At 16, he was part of a plot to blow up a railway line. His accomplices were summarily executed, but a priest appealed to the British to spare him on account of his age. He was instead given a 10-year sentence in prison, where he devoted himself to study. After his release, earned a law degree from the University of Zambia.
He soon left the legal practice to join the liberation movement in Mozambique, then a Portuguese colony, where he met Mr. Mugabe and became his personal assistant and bodyguard. He was a commander during the war for independence in the 1970s. He was at Mr. Mugabe’s side when the white-led government entered into political negotiations that resulted in the birth of Zimbabwe in 1980.
Mr. Mugabe rewarded Mr. Mnangagwa’s loyalty by elevating him to different posts. At various points of his career, he was minister of justice and defense, minister for rural housing and speaker of Parliament, among other positions.
While in charge of the Central Intelligence Organization in the mid-1980s, Mr. Mnangagwa was accused of orchestrating a brutal campaign known as Gukurahundi — “the early rain that washes away the chaff before the spring rain” — in which thousands of political opponents and civilians from the Ndebele ethnic group were killed, a claim that he has denied. He has been a central node in the web of relationships that connect the army, the intelligence agencies and the governing party.
Like his nemesis Mrs. Mugabe, Mr. Mnangagwa is deeply unpopular in parts of the country. He lost his parliamentary seat at least twice, once after he was accused of firebombing his opponent’s house, according to Mr. Mbanga, editor of The Zimbabwean.
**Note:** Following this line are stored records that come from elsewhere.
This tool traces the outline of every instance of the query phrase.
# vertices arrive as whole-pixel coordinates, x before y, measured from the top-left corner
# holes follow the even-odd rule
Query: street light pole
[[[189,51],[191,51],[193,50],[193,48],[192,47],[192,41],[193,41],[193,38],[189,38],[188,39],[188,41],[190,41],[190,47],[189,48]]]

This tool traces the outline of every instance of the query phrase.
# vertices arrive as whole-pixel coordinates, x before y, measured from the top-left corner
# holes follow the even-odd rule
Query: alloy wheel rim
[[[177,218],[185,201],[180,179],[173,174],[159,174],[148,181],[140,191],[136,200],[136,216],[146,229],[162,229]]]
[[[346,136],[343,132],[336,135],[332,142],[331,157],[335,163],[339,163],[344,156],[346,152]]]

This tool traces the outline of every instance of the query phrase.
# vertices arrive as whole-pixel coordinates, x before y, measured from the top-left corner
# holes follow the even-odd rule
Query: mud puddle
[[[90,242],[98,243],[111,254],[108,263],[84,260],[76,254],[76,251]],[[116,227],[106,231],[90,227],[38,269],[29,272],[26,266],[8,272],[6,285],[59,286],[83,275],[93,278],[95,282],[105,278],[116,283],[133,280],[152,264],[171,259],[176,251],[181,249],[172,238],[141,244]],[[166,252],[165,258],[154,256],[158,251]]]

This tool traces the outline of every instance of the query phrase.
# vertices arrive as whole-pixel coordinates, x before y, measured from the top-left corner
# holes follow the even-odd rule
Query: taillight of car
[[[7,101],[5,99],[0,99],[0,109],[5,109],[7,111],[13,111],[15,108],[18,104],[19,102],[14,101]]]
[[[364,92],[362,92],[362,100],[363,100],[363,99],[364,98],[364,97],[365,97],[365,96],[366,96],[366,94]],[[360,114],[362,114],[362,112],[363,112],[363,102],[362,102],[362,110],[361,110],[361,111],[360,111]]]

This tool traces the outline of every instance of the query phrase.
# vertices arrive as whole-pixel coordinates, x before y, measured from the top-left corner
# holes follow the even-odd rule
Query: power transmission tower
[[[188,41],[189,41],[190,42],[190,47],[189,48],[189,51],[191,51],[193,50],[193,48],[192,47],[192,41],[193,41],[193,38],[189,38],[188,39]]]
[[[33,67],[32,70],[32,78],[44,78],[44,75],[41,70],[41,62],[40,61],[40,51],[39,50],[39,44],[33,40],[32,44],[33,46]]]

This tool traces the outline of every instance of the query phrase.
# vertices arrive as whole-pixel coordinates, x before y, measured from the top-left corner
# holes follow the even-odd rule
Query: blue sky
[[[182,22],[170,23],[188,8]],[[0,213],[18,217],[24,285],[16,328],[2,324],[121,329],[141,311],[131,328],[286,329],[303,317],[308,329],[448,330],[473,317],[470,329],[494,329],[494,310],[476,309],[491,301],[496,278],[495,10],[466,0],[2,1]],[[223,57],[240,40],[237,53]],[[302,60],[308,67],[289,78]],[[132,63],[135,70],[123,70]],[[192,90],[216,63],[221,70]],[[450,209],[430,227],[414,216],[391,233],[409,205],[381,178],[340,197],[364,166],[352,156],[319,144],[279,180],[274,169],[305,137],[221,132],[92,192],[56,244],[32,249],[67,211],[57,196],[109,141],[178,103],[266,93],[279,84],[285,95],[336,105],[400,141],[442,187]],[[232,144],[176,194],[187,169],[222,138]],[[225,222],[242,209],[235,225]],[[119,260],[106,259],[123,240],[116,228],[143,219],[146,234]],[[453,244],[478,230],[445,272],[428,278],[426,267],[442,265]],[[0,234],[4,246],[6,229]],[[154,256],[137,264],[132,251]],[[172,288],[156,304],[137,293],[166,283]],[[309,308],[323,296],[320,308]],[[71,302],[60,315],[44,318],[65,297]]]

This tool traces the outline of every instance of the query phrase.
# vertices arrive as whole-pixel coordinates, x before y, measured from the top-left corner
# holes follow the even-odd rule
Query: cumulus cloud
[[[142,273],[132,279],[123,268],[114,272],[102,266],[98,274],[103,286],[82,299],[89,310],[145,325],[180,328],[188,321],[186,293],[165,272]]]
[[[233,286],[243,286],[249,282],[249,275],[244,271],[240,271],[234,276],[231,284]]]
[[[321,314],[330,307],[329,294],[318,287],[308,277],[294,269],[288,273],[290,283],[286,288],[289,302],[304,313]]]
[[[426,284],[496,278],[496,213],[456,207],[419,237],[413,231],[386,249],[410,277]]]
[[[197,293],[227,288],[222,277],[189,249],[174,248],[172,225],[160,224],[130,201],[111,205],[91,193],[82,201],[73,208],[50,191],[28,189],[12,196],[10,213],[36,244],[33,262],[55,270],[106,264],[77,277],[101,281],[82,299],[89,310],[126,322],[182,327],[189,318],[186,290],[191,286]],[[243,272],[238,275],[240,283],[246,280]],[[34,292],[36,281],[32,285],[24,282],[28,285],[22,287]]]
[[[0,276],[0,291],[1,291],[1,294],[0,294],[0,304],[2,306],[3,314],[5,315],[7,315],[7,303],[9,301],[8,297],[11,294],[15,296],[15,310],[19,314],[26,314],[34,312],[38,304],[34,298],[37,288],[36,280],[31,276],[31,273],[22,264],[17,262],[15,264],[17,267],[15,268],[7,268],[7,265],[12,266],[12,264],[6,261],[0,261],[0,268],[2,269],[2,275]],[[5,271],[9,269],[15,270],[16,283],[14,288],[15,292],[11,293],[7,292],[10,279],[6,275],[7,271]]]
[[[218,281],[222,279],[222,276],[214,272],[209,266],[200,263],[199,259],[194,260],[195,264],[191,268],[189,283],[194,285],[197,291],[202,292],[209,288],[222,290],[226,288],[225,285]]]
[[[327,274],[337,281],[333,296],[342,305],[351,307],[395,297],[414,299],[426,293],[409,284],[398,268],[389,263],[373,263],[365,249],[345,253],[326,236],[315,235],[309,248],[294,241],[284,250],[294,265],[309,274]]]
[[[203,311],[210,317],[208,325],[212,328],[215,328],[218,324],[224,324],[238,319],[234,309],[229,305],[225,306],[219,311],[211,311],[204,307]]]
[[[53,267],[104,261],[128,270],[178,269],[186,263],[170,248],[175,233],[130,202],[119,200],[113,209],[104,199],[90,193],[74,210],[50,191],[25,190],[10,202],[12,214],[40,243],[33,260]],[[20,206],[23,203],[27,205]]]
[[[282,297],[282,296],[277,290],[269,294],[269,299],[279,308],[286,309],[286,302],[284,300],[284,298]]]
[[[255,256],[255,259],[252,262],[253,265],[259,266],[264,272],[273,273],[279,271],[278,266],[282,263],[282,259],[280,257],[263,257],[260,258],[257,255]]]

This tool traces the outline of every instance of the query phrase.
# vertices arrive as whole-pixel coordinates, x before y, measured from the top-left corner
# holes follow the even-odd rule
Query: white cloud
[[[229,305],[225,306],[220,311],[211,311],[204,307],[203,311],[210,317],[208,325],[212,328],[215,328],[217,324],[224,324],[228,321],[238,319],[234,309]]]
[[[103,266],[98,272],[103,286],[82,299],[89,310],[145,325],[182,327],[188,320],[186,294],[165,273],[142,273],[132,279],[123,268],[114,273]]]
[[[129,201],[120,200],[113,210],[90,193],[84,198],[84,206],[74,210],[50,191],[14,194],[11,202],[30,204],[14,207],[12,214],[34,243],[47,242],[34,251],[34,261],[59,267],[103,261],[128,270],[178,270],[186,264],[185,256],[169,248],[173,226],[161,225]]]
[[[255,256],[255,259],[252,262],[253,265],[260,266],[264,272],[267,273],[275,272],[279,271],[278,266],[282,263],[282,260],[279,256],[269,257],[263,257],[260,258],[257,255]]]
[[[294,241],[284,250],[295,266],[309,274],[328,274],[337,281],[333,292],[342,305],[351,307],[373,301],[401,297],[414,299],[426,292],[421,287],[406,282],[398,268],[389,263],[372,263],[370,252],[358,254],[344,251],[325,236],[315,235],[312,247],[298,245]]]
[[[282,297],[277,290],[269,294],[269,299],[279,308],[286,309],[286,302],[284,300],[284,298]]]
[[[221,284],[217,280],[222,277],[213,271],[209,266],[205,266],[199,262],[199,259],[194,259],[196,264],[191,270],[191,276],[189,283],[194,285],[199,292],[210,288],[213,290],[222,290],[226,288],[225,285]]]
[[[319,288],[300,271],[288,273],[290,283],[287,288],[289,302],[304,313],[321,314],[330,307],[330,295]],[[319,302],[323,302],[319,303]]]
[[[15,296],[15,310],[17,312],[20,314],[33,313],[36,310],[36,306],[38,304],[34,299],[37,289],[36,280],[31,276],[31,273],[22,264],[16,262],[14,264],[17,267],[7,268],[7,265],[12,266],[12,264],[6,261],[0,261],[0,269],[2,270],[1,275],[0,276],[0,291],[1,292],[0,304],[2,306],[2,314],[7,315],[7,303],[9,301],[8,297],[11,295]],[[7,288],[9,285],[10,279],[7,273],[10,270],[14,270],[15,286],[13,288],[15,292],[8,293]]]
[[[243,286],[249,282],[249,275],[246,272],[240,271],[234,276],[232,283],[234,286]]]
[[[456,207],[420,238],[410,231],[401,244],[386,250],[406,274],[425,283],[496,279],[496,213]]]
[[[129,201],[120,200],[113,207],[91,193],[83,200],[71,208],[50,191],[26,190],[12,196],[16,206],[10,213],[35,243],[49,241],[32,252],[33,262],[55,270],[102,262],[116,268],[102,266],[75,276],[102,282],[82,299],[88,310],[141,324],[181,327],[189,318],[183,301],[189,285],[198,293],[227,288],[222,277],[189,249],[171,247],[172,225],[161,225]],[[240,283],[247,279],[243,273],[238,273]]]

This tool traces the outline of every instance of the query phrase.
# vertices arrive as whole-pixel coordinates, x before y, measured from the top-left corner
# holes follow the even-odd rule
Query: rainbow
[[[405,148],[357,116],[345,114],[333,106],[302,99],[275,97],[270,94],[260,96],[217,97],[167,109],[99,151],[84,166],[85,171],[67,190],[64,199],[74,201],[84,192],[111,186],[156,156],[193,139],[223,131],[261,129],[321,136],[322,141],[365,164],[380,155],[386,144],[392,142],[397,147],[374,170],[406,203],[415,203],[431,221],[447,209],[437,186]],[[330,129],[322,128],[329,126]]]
In recent years, Mr. Mnangagwa has tried to reform his checkered past, styling himself an advocate of agricultural reform and a proponent of efforts to restore Zimbabwe’s relationship with outside investors and international institutions, including the International Monetary Fund and the World Bank.
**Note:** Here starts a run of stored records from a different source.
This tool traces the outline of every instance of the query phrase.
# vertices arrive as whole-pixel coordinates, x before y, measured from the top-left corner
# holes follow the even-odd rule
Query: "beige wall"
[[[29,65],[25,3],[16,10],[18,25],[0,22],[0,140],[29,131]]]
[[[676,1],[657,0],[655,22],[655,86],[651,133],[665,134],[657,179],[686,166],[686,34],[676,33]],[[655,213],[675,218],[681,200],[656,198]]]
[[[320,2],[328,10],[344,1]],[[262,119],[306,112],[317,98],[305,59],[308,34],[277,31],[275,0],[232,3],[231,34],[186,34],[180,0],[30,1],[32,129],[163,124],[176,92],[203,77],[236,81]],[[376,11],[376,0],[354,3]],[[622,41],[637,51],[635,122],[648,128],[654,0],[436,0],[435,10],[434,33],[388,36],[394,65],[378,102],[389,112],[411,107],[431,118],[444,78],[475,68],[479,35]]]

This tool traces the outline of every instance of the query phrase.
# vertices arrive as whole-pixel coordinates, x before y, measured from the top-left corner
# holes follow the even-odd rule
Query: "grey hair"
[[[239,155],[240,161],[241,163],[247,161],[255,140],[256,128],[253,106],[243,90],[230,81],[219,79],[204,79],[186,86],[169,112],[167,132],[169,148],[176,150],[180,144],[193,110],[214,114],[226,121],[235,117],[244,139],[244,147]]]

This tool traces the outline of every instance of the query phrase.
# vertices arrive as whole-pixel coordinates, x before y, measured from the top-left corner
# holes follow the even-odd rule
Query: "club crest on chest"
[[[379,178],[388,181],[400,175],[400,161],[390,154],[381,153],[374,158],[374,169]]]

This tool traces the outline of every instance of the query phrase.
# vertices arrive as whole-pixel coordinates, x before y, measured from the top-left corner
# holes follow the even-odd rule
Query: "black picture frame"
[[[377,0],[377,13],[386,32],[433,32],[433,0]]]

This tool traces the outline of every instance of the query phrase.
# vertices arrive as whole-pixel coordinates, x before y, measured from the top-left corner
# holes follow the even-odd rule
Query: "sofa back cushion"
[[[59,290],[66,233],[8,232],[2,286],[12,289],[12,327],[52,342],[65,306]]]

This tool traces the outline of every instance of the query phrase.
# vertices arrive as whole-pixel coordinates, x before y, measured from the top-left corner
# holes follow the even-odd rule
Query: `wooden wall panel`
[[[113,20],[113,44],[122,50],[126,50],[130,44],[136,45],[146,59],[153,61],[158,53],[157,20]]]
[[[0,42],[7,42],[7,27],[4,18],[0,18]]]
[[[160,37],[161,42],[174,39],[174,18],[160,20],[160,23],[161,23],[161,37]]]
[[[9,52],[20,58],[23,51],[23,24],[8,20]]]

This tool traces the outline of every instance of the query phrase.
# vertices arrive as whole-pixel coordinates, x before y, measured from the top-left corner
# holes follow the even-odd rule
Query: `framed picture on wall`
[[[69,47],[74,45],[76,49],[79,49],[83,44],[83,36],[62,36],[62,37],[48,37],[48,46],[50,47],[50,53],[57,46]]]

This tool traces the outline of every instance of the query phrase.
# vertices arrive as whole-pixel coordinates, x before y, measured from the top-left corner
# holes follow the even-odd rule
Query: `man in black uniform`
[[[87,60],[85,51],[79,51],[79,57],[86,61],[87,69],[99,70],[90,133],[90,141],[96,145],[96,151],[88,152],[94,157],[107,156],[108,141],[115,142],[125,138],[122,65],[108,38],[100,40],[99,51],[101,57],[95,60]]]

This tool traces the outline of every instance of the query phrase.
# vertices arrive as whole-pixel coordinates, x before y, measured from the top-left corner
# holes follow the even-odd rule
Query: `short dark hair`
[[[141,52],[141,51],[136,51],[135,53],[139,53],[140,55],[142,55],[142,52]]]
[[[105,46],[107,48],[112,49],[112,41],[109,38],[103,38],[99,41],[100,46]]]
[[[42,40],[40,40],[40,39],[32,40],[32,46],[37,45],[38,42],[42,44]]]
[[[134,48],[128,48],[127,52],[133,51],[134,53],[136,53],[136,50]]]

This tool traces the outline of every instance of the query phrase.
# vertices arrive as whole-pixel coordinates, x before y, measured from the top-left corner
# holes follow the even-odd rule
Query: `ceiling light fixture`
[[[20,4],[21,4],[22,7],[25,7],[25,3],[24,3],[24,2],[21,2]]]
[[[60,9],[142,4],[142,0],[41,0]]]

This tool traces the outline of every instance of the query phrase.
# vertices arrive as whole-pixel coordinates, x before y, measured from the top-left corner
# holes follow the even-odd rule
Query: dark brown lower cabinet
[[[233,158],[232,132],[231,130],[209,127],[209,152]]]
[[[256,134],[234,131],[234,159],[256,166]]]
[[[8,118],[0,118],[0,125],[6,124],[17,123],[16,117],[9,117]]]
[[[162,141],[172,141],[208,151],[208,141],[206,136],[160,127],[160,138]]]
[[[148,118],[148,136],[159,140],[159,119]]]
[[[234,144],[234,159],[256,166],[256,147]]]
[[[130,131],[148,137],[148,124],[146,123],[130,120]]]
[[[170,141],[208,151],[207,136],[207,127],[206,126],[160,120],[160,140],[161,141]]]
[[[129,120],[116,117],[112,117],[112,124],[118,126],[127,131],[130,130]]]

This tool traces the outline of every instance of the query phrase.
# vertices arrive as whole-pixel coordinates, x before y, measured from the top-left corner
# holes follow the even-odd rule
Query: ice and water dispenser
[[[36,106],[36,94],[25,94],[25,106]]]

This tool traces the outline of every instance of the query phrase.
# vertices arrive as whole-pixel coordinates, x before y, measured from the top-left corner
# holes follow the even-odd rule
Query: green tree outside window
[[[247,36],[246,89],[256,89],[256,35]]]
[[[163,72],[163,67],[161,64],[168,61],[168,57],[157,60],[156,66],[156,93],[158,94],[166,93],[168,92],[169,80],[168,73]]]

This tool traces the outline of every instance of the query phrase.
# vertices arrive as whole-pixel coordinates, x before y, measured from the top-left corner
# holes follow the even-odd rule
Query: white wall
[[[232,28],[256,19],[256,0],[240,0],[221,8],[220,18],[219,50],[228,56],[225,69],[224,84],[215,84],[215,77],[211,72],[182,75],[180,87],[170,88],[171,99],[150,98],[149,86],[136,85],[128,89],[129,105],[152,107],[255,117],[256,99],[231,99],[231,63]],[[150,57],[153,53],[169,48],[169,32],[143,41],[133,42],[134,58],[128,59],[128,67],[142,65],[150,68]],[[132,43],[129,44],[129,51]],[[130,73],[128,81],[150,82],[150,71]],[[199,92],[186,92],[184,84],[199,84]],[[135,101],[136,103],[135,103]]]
In 2014, when Mr. Mugabe removed Joice Mujuru, then vice president, in circumstances similar to Mr. Mnangagwa’s later dismissal, he defended the president’s decision. Mrs. Mujuru went on to form an opposition party.
“It is not for nothing that he is known as Ngwenya,” said Mr. Fabricius, the journalist, using the Xhosa word for crocodile.
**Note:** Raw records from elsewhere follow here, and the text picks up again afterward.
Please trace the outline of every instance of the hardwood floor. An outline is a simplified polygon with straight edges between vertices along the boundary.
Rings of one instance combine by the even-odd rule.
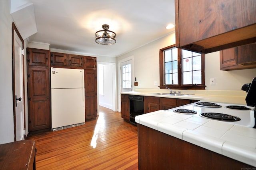
[[[56,132],[29,135],[36,169],[138,170],[137,127],[100,106],[97,120]]]

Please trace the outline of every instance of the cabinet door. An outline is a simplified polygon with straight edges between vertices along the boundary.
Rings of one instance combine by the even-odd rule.
[[[176,46],[206,54],[253,43],[256,11],[254,0],[175,0]]]
[[[49,68],[32,67],[28,72],[28,130],[50,129]]]
[[[84,69],[96,70],[97,60],[96,57],[84,56]]]
[[[124,120],[130,120],[129,95],[121,94],[121,115]]]
[[[52,66],[67,65],[67,54],[58,52],[51,52],[51,63]]]
[[[147,113],[159,110],[159,97],[144,96],[144,113]]]
[[[50,64],[50,52],[48,50],[27,48],[27,58],[29,66],[46,66]]]
[[[237,64],[244,66],[254,65],[256,68],[256,44],[237,47]]]
[[[176,98],[160,98],[160,109],[166,110],[177,106]]]
[[[256,44],[240,46],[220,51],[220,70],[256,68]]]
[[[97,71],[84,70],[85,119],[97,117]]]
[[[83,56],[73,54],[68,54],[68,56],[69,66],[83,68]]]

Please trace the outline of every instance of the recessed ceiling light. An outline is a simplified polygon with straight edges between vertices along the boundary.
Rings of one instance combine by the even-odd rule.
[[[172,29],[174,27],[174,25],[172,24],[169,24],[165,27],[166,29]]]

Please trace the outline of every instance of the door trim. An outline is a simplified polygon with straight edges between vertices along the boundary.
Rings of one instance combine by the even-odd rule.
[[[15,26],[14,22],[12,22],[12,99],[13,99],[13,118],[14,118],[14,141],[16,141],[16,108],[15,108],[15,103],[16,103],[16,99],[15,99],[15,49],[14,49],[14,31],[16,32],[17,35],[18,35],[18,36],[20,38],[20,41],[22,43],[22,49],[24,49],[24,40],[22,38],[22,37],[20,35],[19,31],[18,30],[17,27]],[[25,78],[24,78],[24,52],[23,52],[23,54],[22,54],[22,61],[23,64],[22,64],[22,70],[23,72],[22,78],[23,79],[23,108],[24,108],[24,128],[26,129],[26,108],[25,108]],[[24,134],[24,138],[26,139],[26,133],[25,134]]]

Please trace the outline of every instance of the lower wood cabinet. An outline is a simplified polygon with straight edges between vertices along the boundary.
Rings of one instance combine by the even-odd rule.
[[[121,115],[124,120],[130,120],[129,95],[121,94]]]
[[[177,106],[177,99],[172,98],[160,98],[160,109],[164,110],[174,108]]]
[[[139,170],[255,169],[140,124],[138,130]]]
[[[128,94],[121,94],[121,116],[130,121],[130,101]],[[165,97],[144,96],[144,113],[160,110],[166,110],[198,102],[199,100]]]
[[[160,110],[159,97],[144,96],[144,113]]]

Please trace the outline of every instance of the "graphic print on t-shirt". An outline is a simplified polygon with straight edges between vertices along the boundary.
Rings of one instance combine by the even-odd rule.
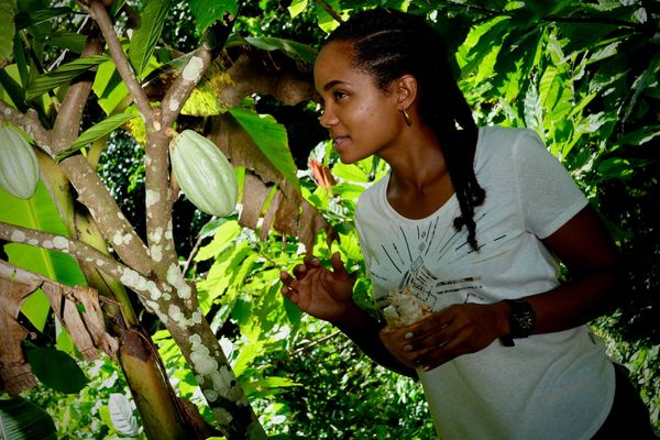
[[[479,224],[483,218],[475,218],[475,222]],[[428,222],[418,222],[407,229],[397,226],[398,231],[392,235],[392,240],[383,243],[378,255],[374,255],[380,264],[372,264],[372,278],[377,285],[389,286],[388,292],[408,287],[435,311],[452,304],[484,302],[480,295],[480,276],[457,276],[453,270],[459,266],[475,267],[474,263],[493,257],[493,246],[487,246],[488,243],[482,242],[485,238],[480,237],[480,252],[474,252],[468,243],[466,228],[455,231],[451,227],[442,231],[439,224],[439,218],[433,217]],[[503,238],[488,241],[493,243]],[[386,307],[387,295],[377,298],[377,305]]]

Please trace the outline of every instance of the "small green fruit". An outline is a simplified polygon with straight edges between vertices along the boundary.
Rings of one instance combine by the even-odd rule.
[[[38,162],[32,146],[12,127],[0,127],[0,188],[20,199],[34,195]]]
[[[182,190],[200,211],[223,217],[234,210],[237,175],[215,143],[184,130],[169,143],[169,157]]]

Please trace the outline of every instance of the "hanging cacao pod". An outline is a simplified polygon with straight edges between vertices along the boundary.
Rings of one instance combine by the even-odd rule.
[[[169,157],[182,190],[200,211],[222,217],[234,210],[237,175],[215,143],[184,130],[169,142]]]
[[[25,138],[12,127],[0,127],[0,187],[20,199],[34,195],[38,162]]]

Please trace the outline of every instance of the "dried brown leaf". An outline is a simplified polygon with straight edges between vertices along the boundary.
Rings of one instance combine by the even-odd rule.
[[[38,287],[38,282],[16,283],[0,278],[0,376],[11,396],[36,386],[21,344],[28,330],[16,317],[23,301]]]

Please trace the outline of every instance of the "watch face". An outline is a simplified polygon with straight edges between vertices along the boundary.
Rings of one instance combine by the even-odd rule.
[[[527,338],[536,327],[536,314],[527,301],[512,301],[512,336]]]
[[[520,329],[522,330],[531,330],[534,328],[535,319],[529,311],[517,316],[516,320],[518,321],[518,326],[520,326]]]

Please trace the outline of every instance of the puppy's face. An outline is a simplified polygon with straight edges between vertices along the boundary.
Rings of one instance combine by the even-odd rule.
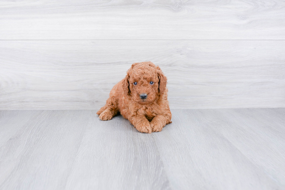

“He didn’t ride off into the sunset to launch yet another opposition party, or just retire from politics to make even more money, as many had expected,” Mr. Fabricius said.
The relationship with the Mugabes began to sour this year, after Mrs. Mugabe began to make an increasingly open bid to succeed her husband. She accused him of plotting a coup, and he accused her of trying to kill him.
Although the latest military action was set off by his firing, reports are emerging that it had been planned several weeks earlier, with senior military officers consulting South African and Chinese officials.
Mr. Mnangagwa’s allies received assurances by South Africa that it would not intervene as long as the action did not spill over beyond its borders, according to Africa Confidential, an online journal.
The origins of the nickname Crocodile are not clear. Some say it was Mr. Mnangagwa’s nom de guerre during the liberation struggle; others say it is derived from his family name.
In a phone interview, Mr. Matemadanda, the military veteran, elaborated on the nickname.
“A crocodile patiently waits for his target, pretending to be a rock,” he said. “At times you think he doesn’t react, or doesn’t have any solution to what is happening. He doesn’t show irritation until the optimal moment and then he strikes. And when he does, he doesn’t miss his target.”
“Everyone who gets into politics knows that the moment you join you don’t join to be the last name, you join with the hope that you’ll come out first,” he added. Regarding the latest developments, after a long career, Mr. Mnangagwa “has been patient for a very long time.”
As his commander, Mr. Matemadanda said Mr. Mnangagwa was “one of the most polite, tolerant, very down-to-earth persons that I have ever met.”